# Ice cream Bike 1950 JC Higgins Colorflow



## John (Mar 30, 2012)

Got wheels


----------



## bricycle (Mar 30, 2012)

Man, THAT is turn'n out NICE!!!!!!!!!


----------



## PhattCatBicycles (Mar 30, 2012)

I love the color,  Looks good so far


Just enjoying the ride!
Brooks


----------



## scrubbinrims (Mar 30, 2012)

Is there ice cream in that cooler yet?
If so, I just added myself to the member map and would like a strawberry "colonel crunch" bar delivered please.
Spring is here, bring the confections!
Chris


----------



## John (Mar 31, 2012)

*Ready for pinstriping*

Box instaled


----------



## Boris (Mar 31, 2012)

John, that is absolutely fabulous. GREAT JOB!!!!!!!


----------



## John (Apr 2, 2012)

Thanks Dave!





JC Higgins


----------



## John (Apr 5, 2012)

*Pinstriping*

Pinstriping


----------



## militarymonark (Apr 5, 2012)

now you can sell ice cream at the car shows you take your stude to


----------



## rustyspoke66 (Apr 5, 2012)

"COOL" ride!
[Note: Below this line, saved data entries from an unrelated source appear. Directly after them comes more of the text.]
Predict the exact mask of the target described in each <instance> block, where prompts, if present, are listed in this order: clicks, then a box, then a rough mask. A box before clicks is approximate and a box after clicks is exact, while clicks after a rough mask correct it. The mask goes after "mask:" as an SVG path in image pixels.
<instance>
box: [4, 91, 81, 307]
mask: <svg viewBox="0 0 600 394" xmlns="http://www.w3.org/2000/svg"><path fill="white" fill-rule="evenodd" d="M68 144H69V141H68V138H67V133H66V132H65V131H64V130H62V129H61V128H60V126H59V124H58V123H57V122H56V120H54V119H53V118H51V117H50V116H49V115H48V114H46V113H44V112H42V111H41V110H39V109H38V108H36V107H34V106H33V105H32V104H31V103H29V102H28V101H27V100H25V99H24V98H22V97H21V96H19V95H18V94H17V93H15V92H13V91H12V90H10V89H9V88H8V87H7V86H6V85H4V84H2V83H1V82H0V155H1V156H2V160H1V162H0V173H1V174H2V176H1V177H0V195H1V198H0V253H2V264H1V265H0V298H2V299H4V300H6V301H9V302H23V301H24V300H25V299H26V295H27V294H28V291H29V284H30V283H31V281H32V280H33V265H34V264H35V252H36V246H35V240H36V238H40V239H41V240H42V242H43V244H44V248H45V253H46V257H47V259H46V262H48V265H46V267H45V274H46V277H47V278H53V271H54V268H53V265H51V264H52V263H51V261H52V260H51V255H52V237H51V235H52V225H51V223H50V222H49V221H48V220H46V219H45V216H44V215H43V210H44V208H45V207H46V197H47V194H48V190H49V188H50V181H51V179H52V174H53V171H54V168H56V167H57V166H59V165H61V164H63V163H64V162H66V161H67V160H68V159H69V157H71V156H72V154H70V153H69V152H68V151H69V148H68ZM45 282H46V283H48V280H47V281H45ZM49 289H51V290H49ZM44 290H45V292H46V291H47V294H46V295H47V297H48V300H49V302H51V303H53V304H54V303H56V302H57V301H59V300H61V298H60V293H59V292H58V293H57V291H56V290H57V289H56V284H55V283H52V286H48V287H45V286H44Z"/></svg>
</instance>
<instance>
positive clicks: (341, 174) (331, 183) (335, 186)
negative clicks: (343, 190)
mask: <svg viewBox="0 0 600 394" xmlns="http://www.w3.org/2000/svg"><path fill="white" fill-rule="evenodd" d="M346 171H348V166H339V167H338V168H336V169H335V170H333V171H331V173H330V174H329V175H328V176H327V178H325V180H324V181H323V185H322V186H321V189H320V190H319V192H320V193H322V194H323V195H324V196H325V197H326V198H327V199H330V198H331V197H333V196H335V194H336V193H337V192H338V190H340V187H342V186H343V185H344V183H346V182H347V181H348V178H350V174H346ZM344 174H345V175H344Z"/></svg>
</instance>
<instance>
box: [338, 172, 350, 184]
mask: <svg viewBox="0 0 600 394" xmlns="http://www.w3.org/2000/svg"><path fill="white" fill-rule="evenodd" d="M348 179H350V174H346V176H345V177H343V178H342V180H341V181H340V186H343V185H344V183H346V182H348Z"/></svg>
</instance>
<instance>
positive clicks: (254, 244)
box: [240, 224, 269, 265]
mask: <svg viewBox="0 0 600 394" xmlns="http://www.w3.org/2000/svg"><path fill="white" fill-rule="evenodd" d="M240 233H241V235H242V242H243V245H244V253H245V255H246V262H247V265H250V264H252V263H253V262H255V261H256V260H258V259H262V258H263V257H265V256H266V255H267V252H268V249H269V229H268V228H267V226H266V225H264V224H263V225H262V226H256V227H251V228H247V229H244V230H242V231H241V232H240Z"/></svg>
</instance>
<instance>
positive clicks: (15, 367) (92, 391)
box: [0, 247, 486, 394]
That thing gonna turn heads.


----------



## ridingtoy (Apr 8, 2012)

I'd come up to buy ice cream just as an excuse to get a close up view of the J.C. Higgins. 

Dave


----------



## John (Apr 21, 2012)

*popsicle painted*

popsicle pin ups


----------



## John (May 18, 2012)

*Ice Cream*

Ready to put the kids to work


----------



## Freqman1 (May 18, 2012)

I love the 'nose' art. That thing rocks! V/r Shawn


----------



## partsguy (May 18, 2012)

militarymonark said:


> now you can sell ice cream at the car shows you take your stude to




My thoughts exactly! Business would boom!


----------